En janvier 1965, André Breton écrivait à Kenneth White : « Jeudi soir, attablé comme de coutume au fond de ce café des Halles à l’enseigne de La Promenade de Vénus, j’avais, la revue en main, longuement insisté sur le haut accent de nouveauté qui me frappait dans cet “À la lisière du monde” ». La revue en question était Les Lettres Nouvelles, et c’est Maurice Nadeau qui avait insisté auprès de Breton pour que le texte de White figure en tête du numéro. Rien d’étonnant, donc, à ce que la bien nommée revue Lisières consacre sa 27e livraison à l’écrivain écossais.

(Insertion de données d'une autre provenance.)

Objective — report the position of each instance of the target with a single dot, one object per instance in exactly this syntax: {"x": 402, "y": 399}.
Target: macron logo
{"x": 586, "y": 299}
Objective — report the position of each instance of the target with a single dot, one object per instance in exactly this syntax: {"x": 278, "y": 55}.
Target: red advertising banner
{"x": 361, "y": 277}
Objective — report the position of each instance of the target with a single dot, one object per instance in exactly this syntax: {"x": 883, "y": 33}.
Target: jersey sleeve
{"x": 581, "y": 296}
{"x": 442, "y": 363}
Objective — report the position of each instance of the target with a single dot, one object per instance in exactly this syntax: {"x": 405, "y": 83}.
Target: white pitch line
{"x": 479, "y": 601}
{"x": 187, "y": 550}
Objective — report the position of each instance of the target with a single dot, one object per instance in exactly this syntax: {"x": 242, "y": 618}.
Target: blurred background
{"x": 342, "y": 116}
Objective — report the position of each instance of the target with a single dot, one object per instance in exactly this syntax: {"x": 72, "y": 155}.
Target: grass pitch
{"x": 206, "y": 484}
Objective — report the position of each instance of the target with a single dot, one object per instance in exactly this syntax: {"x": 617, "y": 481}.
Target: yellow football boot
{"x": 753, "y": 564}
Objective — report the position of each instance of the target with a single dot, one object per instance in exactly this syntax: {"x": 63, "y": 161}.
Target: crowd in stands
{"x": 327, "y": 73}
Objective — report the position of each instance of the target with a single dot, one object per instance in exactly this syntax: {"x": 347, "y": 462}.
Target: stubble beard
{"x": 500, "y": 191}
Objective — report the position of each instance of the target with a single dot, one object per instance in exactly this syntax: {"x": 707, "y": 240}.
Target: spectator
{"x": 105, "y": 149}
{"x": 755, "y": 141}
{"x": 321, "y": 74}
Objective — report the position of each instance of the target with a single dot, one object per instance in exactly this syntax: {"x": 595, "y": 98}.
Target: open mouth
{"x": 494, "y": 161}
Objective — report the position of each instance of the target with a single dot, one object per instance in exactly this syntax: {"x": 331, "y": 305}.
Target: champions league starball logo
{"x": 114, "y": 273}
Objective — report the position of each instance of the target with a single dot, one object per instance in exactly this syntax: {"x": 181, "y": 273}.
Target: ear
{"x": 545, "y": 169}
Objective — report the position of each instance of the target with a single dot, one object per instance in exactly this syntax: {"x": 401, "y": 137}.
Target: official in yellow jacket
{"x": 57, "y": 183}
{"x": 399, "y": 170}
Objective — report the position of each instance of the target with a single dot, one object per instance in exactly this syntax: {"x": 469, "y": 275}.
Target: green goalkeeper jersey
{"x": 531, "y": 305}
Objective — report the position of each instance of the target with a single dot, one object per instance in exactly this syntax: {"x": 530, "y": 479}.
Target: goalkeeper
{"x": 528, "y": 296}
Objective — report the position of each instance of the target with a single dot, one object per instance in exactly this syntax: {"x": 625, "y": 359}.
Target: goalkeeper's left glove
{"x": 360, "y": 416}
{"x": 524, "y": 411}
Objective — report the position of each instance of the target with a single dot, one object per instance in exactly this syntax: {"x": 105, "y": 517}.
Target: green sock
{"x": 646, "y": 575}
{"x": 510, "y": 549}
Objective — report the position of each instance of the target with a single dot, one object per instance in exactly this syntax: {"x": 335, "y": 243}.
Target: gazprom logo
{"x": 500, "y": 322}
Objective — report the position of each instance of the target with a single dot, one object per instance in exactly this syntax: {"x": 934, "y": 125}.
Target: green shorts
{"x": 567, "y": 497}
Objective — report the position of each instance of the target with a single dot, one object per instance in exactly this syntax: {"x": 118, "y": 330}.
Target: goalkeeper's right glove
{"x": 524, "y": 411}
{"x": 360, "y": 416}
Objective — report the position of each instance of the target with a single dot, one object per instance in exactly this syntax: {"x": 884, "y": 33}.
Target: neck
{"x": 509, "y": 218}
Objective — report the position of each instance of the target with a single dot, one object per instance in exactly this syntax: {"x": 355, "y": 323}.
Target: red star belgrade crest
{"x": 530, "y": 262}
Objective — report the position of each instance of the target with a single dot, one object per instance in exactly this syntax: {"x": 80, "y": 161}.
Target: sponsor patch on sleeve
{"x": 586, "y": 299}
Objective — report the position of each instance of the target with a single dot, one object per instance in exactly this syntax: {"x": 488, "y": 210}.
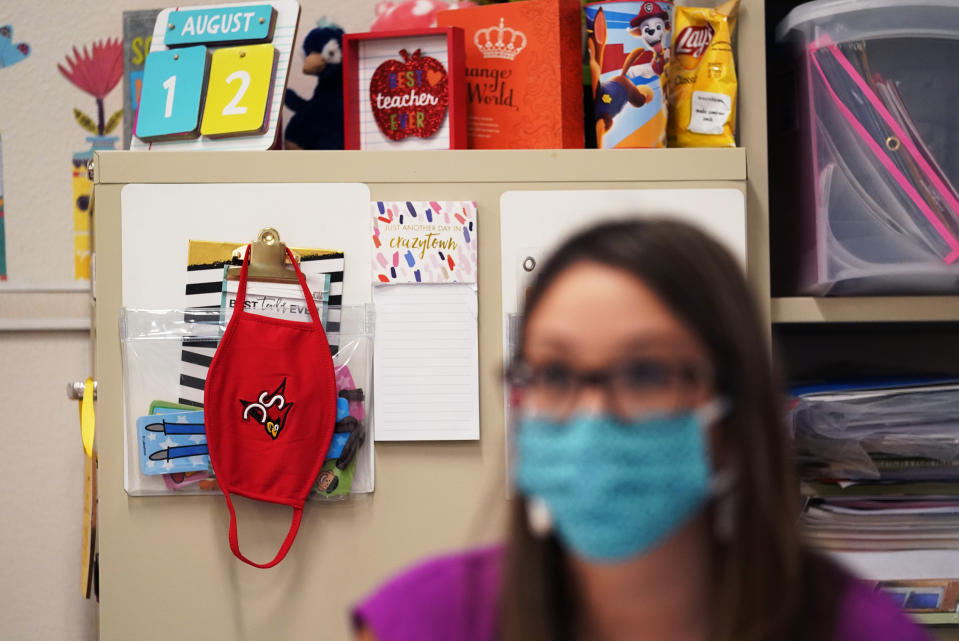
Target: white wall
{"x": 41, "y": 467}
{"x": 38, "y": 129}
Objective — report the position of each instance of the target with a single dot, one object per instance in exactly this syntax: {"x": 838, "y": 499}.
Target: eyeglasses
{"x": 632, "y": 388}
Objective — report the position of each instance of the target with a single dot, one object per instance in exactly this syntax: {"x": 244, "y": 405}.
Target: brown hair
{"x": 767, "y": 587}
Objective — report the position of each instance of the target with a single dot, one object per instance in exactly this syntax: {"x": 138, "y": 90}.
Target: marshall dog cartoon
{"x": 622, "y": 80}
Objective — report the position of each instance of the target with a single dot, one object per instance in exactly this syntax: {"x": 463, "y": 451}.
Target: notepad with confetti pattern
{"x": 425, "y": 356}
{"x": 424, "y": 242}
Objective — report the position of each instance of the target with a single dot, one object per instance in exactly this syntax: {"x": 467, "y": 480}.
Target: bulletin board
{"x": 430, "y": 496}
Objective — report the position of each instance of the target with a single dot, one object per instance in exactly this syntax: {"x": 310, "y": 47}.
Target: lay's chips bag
{"x": 702, "y": 78}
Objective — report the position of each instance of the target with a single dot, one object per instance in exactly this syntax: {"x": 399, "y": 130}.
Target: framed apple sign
{"x": 405, "y": 89}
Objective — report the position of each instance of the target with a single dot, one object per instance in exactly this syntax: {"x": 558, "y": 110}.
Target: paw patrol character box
{"x": 628, "y": 47}
{"x": 524, "y": 79}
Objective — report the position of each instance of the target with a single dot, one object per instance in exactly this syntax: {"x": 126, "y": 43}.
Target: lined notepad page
{"x": 425, "y": 362}
{"x": 373, "y": 53}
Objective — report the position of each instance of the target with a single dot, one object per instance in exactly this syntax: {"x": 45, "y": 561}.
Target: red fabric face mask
{"x": 270, "y": 406}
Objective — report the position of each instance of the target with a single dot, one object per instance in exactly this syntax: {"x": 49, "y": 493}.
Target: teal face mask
{"x": 615, "y": 490}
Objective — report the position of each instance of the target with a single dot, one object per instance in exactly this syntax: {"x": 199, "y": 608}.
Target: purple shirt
{"x": 456, "y": 598}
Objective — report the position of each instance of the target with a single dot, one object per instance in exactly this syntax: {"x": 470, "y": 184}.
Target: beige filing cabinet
{"x": 165, "y": 566}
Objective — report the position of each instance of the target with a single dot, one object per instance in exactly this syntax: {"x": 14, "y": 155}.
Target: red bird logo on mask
{"x": 270, "y": 410}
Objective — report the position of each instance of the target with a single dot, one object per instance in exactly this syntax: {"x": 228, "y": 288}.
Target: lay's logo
{"x": 693, "y": 41}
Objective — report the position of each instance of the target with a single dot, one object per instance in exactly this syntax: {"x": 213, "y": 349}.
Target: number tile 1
{"x": 174, "y": 83}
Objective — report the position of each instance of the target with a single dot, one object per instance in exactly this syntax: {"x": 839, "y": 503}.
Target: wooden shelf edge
{"x": 469, "y": 166}
{"x": 864, "y": 309}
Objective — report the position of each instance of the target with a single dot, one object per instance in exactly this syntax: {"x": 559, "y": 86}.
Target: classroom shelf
{"x": 526, "y": 165}
{"x": 865, "y": 309}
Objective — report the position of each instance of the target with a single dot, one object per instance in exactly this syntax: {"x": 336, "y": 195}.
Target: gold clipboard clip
{"x": 268, "y": 260}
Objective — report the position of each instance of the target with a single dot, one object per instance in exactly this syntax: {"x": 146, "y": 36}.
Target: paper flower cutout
{"x": 96, "y": 72}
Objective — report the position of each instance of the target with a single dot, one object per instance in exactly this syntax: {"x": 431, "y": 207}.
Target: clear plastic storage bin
{"x": 877, "y": 91}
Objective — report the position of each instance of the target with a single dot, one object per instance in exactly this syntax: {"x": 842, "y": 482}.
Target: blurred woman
{"x": 656, "y": 494}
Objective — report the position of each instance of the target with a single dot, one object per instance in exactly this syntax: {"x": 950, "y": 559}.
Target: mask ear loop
{"x": 284, "y": 548}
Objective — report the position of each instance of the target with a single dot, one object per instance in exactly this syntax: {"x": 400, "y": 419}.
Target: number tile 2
{"x": 238, "y": 93}
{"x": 174, "y": 83}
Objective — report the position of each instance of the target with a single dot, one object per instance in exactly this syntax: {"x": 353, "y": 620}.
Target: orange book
{"x": 524, "y": 74}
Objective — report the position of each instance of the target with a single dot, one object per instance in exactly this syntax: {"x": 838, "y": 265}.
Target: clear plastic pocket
{"x": 166, "y": 354}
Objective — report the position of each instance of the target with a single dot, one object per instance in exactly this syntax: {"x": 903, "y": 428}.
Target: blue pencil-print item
{"x": 179, "y": 452}
{"x": 172, "y": 442}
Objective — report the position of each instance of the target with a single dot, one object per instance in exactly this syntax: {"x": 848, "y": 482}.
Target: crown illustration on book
{"x": 500, "y": 42}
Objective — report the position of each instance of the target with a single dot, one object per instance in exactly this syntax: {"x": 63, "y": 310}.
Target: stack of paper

« Une cosmologie de l’énergie ». C’est ainsi qu’est intitulé ce numéro, regroupant un entretien et un essai de Laurent Brunet, ainsi que des éléments biographiques sur Kenneth White. La couverture est illustrée par une magnifique photographie de la baie de Saint-Efflam dans les Côtes-d’Armor, non loin du domicile de White. L’intérieur de la revue est agrémenté de nombreuses photographies : portraits de l’écrivain en jeune homme arpentant les grèves écossaises et dans les lieux «habités» de l’esprit de son œuvre, photographies de l’atelier, de sa maison des marées, détails de ses manuscrits.
Que les personnes tentées de découvrir le philosophe et poète par ces Lisières ne soient pas rebutées par le titre… Il n’est pas question d’astrophysique ni de théorie des quanta dans cette belle petite revue, mais plutôt de poésie du monde ou de «géopoétique» ainsi que White aime à désigner sa démarche. Celles et ceux qui ont déjà fréquenté les territoires de l’auteur ne trouveront pas de grandes nouveautés, mais des considérations inactuelles, et une confidence concernant la source profonde de son œuvre. White confie en effet que « sur la plan stratégique », il n’a pas mis « toutes ses cartes sur la table », qu’il a « toujours un joker à sa disposition » : le « mat du tarot de Marseille, l’incarnation du Gai Savoir »…
Ce secret bien gardé nous sera-t-il un jour révélé dans une autobiographie du poète cosmographe ? C’est ce qu’il nous laisse entendre dans l’entretien. Un projet autobiographique qui ne serait pas le dévoilement d’une source, mais la mise à jour d’un «amas d’énergie stellaire».